Updated: Jan 6, 2022

Learn how Brianna Aspinall, founder of Carbon Conversations TO, turned her feelings of climate anxiety and grief into meaningful environmental action.

Carbon Conversations TO founder Brianna Aspinall

Have you ever felt overwhelmed by climate change and unable to process how you feel? Have you wanted to take action but not sure where to start or whether it’s worthwhile? Brianna Aspinall was feeling the same way, yet this year was awarded this year’s Top 30 Under 30 Sustainability Leader Award by Corporate Knights because she took those feelings and turned them into action. The program she created is called Carbon Conversations TO – this is her story.

What is Carbon Conversations TO? It is a facilitated series of group sessions where facilitators help you explore the relationship between your lifestyle and carbon emissions to help give you the clarity, tools and resources you need to develop your own approach to carbon reduction. The program lasts six weeks with one session per week.
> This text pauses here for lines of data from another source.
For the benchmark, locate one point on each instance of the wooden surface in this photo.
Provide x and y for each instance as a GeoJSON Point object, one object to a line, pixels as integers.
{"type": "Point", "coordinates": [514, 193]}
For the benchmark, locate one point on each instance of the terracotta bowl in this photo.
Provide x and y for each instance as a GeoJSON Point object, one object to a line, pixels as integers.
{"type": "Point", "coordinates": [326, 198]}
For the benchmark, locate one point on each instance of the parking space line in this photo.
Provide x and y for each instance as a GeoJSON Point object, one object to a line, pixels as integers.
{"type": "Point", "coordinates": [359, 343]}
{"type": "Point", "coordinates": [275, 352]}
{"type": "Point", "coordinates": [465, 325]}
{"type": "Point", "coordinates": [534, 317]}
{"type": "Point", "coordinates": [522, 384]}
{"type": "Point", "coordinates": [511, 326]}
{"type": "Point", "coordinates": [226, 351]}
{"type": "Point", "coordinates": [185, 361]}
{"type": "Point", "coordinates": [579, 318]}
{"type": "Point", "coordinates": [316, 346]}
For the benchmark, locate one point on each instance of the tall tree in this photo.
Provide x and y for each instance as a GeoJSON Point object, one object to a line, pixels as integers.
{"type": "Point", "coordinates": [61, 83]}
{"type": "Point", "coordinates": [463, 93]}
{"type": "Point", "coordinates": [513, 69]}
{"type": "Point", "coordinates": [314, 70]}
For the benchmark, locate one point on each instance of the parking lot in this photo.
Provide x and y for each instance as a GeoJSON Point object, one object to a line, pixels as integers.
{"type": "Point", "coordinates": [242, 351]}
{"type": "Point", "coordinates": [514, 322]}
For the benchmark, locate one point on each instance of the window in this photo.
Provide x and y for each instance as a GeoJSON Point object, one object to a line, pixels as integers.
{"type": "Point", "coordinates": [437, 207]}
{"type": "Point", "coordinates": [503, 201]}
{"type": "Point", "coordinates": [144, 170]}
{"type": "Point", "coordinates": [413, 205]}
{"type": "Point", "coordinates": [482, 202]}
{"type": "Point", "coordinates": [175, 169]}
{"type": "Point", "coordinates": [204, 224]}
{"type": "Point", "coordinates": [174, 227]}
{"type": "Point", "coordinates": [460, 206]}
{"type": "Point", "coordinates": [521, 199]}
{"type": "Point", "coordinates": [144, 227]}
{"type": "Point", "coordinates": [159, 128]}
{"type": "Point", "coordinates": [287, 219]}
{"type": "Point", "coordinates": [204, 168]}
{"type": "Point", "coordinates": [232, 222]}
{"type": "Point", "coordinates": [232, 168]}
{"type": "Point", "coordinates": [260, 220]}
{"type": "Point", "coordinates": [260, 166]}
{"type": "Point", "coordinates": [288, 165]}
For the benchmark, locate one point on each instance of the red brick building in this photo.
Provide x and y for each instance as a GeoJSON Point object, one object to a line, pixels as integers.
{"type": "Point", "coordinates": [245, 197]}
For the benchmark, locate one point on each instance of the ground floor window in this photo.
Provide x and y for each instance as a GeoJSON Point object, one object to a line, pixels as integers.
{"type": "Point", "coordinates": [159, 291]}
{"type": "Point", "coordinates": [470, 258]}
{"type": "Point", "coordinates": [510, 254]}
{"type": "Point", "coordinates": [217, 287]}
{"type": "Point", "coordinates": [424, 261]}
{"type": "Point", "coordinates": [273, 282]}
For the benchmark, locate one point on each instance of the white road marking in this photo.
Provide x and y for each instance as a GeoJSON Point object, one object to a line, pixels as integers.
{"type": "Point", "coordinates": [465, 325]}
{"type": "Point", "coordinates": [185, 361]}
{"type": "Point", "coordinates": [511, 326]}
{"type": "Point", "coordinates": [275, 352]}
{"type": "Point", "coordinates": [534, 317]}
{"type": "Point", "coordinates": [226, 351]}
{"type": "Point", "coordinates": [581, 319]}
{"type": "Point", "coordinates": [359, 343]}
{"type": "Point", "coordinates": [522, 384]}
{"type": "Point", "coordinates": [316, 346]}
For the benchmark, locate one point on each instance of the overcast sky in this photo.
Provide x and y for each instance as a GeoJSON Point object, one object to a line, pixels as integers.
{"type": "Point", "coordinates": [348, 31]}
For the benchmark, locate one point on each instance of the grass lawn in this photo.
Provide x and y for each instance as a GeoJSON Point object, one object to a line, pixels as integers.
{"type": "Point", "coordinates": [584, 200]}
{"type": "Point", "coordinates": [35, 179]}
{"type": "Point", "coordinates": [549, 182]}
The beginnings of Carbon Conversations TO started with grief and anxiety: feelings that were hard to process. Brianna had been involved in climate change efforts in communities across Ontario, but had pushed down her feelings of fear. Then she and her partner Erick watched a documentary about climate change, and while it was a mix of ‘doom and gloom’ and hope, the story weighed heavily on both of them. They realized they both needed to wake up to reality but turn their feelings into action. Conversations with friends confirmed that there were many other people struggling to turn their feelings into action as well.

Brianna went searching for a solution. Not wanting to reinvent the wheel, she searched for proven models and found Carbon Conversations in the UK. She then gathered a team together to put the program into action in Toronto. A micro grant supported the program.

What has made Carbon Conversations unique is its three-pronged approach - combining psychology and behavior change with factual information and a tool to help people track their data and understand their impact. The team also says it like it is, emphasizing the very real lifestyle changes likely required but in a safe space with no judgement.

It’s a winning recipe – having run multiple sessions now, Brianna and her team know first hand the positive impact it has on participants. Participants have said the sessions make them feel that “I am not alone” and that they find the conversations “very motivating”. Participants have reduced the amount of meat they eat, while others have vowed to reduce their air travel.

So what’s next? The team will continue to offer sessions in 2019 – their next one starts Feb.13th. They are looking to train more people to become facilitators to scale the program, and they are currently examining what pieces of their curriculum they could offer in one-day sessions to reach more participants. And they are eager to share the program with anyone across Canada interested to start Carbon Conversations in his or her own city.

For Brianna, it has been very rewarding. Hearing how the program has helped participants has in turn made her feel more empathetic. She and Erick have committed to reducing their travel and even through these changes can feel like sacrifices at times, they are reminded they come from a place of love and hope for the future.

While climate change can seem insurmountable, the power to change starts with us. Brianna and her team are making that happen.